Retrieved from http://ir.library.louisville.edu/honors/120
Adiponectin is a hormone closely associated with symptoms of obesity and diabetes. This hormone has multiple forms: a low molecular weight form (LMW) and a high molecular weight form (HMW). Levels of the HMW form directly correlate to symptoms of the aforementioned conditions. Blood samples were taken from black bears of two different habitats in eastern Kentucky. One population from Pine Mountain (PM), and the other from Big South Fork (BSF). These populations were utilized under the assumption that they would differ in potential sources of nutrition. The PM population is located in an area with greater access to highly palatable and energy rich human refuse. Therefore, this population was thought more likely to have a poor diet compared to the BSF population, which was assumed to be more reliant on natural sources of nutrition. The adiponectin in the blood samples was separated into its two different forms and the concentrations of the two forms were compared between the two habitats. The concentrations of the adiponectin forms were also compared between sexes of the bears sampled.
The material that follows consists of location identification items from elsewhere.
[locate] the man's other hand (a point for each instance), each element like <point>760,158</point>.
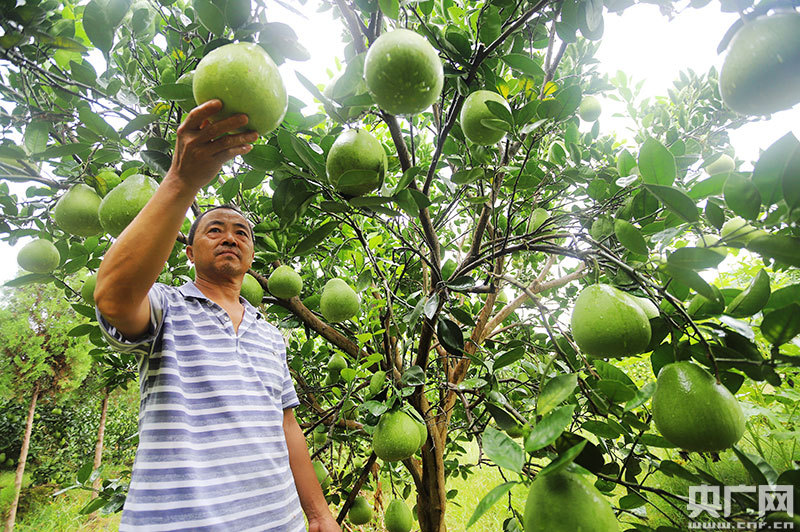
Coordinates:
<point>202,148</point>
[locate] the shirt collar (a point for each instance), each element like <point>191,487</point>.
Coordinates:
<point>190,290</point>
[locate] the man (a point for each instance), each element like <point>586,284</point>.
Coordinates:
<point>219,446</point>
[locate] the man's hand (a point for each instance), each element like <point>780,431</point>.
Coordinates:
<point>325,523</point>
<point>202,148</point>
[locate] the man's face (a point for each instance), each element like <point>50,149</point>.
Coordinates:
<point>222,245</point>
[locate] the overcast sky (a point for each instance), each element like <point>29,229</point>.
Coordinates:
<point>642,42</point>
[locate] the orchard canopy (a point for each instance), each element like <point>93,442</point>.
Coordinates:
<point>457,180</point>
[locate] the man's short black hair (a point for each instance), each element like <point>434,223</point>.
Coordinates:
<point>196,223</point>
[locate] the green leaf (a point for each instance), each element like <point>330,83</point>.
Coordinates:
<point>555,391</point>
<point>691,279</point>
<point>691,258</point>
<point>174,91</point>
<point>81,330</point>
<point>790,181</point>
<point>675,200</point>
<point>96,123</point>
<point>502,450</point>
<point>264,157</point>
<point>489,500</point>
<point>413,376</point>
<point>768,171</point>
<point>782,248</point>
<point>564,459</point>
<point>742,196</point>
<point>36,135</point>
<point>317,237</point>
<point>524,64</point>
<point>751,299</point>
<point>549,428</point>
<point>630,237</point>
<point>780,326</point>
<point>137,123</point>
<point>656,163</point>
<point>390,8</point>
<point>450,336</point>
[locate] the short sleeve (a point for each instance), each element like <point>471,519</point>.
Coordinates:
<point>143,344</point>
<point>289,397</point>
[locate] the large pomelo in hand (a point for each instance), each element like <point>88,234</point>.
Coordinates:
<point>38,256</point>
<point>474,111</point>
<point>251,290</point>
<point>403,72</point>
<point>76,211</point>
<point>398,517</point>
<point>339,302</point>
<point>246,79</point>
<point>607,322</point>
<point>356,163</point>
<point>761,73</point>
<point>567,502</point>
<point>123,203</point>
<point>693,411</point>
<point>396,436</point>
<point>285,283</point>
<point>590,109</point>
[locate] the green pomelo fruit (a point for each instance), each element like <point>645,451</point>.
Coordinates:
<point>607,322</point>
<point>567,502</point>
<point>323,477</point>
<point>188,104</point>
<point>693,411</point>
<point>76,211</point>
<point>285,283</point>
<point>106,180</point>
<point>38,256</point>
<point>361,512</point>
<point>376,382</point>
<point>737,230</point>
<point>475,110</point>
<point>403,72</point>
<point>336,363</point>
<point>590,109</point>
<point>398,517</point>
<point>251,290</point>
<point>396,436</point>
<point>650,309</point>
<point>761,73</point>
<point>722,164</point>
<point>339,302</point>
<point>356,163</point>
<point>87,290</point>
<point>121,205</point>
<point>710,241</point>
<point>247,81</point>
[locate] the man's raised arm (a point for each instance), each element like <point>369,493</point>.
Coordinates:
<point>132,264</point>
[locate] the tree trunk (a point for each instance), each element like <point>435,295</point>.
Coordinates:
<point>98,450</point>
<point>432,497</point>
<point>23,456</point>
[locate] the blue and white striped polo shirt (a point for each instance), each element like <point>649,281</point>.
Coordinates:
<point>212,453</point>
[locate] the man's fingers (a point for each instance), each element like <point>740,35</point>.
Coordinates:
<point>232,123</point>
<point>201,113</point>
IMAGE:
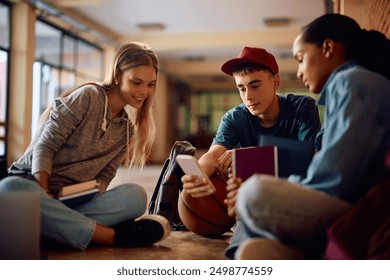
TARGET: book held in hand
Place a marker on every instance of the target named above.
(77, 194)
(251, 160)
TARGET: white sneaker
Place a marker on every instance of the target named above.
(267, 249)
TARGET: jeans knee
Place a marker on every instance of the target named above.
(15, 183)
(254, 192)
(133, 197)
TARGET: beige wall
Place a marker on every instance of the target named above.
(20, 98)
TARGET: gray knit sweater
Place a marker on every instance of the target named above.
(73, 147)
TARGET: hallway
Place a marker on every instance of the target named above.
(180, 245)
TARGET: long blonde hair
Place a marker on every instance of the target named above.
(130, 55)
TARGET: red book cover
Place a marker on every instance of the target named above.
(260, 159)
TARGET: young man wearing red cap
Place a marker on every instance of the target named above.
(262, 112)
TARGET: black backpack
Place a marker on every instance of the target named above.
(166, 194)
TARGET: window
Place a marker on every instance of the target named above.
(5, 15)
(62, 61)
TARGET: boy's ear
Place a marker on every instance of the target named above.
(328, 47)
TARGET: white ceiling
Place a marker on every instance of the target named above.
(200, 35)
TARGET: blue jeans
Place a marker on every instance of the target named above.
(280, 210)
(75, 227)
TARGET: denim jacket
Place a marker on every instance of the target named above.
(354, 136)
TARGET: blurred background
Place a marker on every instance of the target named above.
(47, 47)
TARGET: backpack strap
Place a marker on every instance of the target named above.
(157, 188)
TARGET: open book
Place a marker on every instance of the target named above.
(77, 194)
(251, 160)
(294, 156)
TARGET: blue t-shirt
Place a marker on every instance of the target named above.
(355, 134)
(298, 119)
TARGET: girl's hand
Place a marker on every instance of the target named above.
(233, 184)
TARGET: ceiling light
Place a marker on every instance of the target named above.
(277, 21)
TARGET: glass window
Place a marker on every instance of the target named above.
(68, 56)
(4, 26)
(48, 44)
(89, 61)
This study found that bears from PM had significantly higher concentrations of total adiponectin than bears from BSF. Male bears from PM had significantly higher levels of the HMW form, and lower levels of the LMW form, when compared to male bears from BSF. No other significant differences were found with respect to habitat or sex. This suggests that a significant difference does exist between the two habitats. Possible explanations for this difference may include effects of age, percent body fat, diet, and seasonality of hormones.